Making his way north from Edinburgh to the Highlands by train, he reaches the isolated cottage by foot, beneath a hill by a dense forest; alone he walks the hills and fields, but never alone, the ravens in the branches, the ravens in the eaves, the ravens within, a sketch on the wall of the cottage, the ravens in his dreams, nightmares of Afghanistan, of the friends he lost, of the things he saw.
Like Edgar Allan Poe’s poem, it is not long before there is a nocturnal rapping at Andrew’s window in The Unkindness of Ravens, directed by Lord of Tears‘ Lawrie Brewster, once again from a script by collaborator Sarah Daly who also contributes to the gorgeous folky soundtrack along with Joseph Ruddleston, genuine singers playing instruments, songs of the land and of honest people which tie the present to the history of the land, but there is no comfort in those bleak hills.
Nature is violent and unforgiving, and so is war; with bodies everywhere in his memories, many of them children, Andrew’s squad were little more than youths themselves. Without the distraction of other people to fill his troubled mind, Andrew is not developing psychoses, they are already there fully formed and haunting him, visions of figures in black, visions of himself in uniform, aggressively taunting him and pushing him deeper into his fears.
With sparse dialogue it’s a film largely of image and sound carried by Lord of Tears‘ Jamie Scott Gordon, present in almost every shot, sympathetic and earnest even as he dissolves, trying to escape from the sand of the desert he carries with him wherever he goes, haunted even in the damp undergrowth of the forest by fragmented memories: did he try to do the right thing or did he only wish he had? Either way, the right thing was still just a different wrong thing.
“Lost servants of a dead god, they stalk the desolate plain feeding on those doomed to walk the forked path,” the figures in the woods in their plague masks are hunting Andrew, forcing him to take action to protect himself; refusing to accept the fate they have apparently decreed for him, what if he is wrong? Is isolation from society the best course for a man suffering from hallucinations? Yet this is the truth for too many veterans of armed conflicts, abandoned to fend for themselves when their immediate usefulness is ended.
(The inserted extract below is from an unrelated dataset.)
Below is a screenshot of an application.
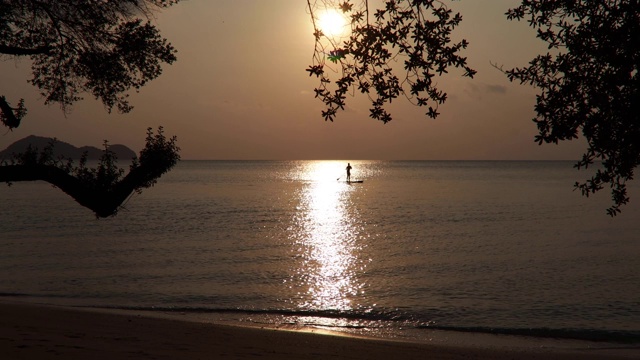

A descending spiral of tortured madness, the atmospheric locations adding much to the film, Brewster achieves a great deal with his meagre resources, many of the prosthetics and costumes of a standard normally associated with considerably higher budgeted productions, though the narrative does become somewhat caught in a loop of bodily violations, harvesting eyeballs and innards, rather than progressing and developing the full potential of the diverse elements.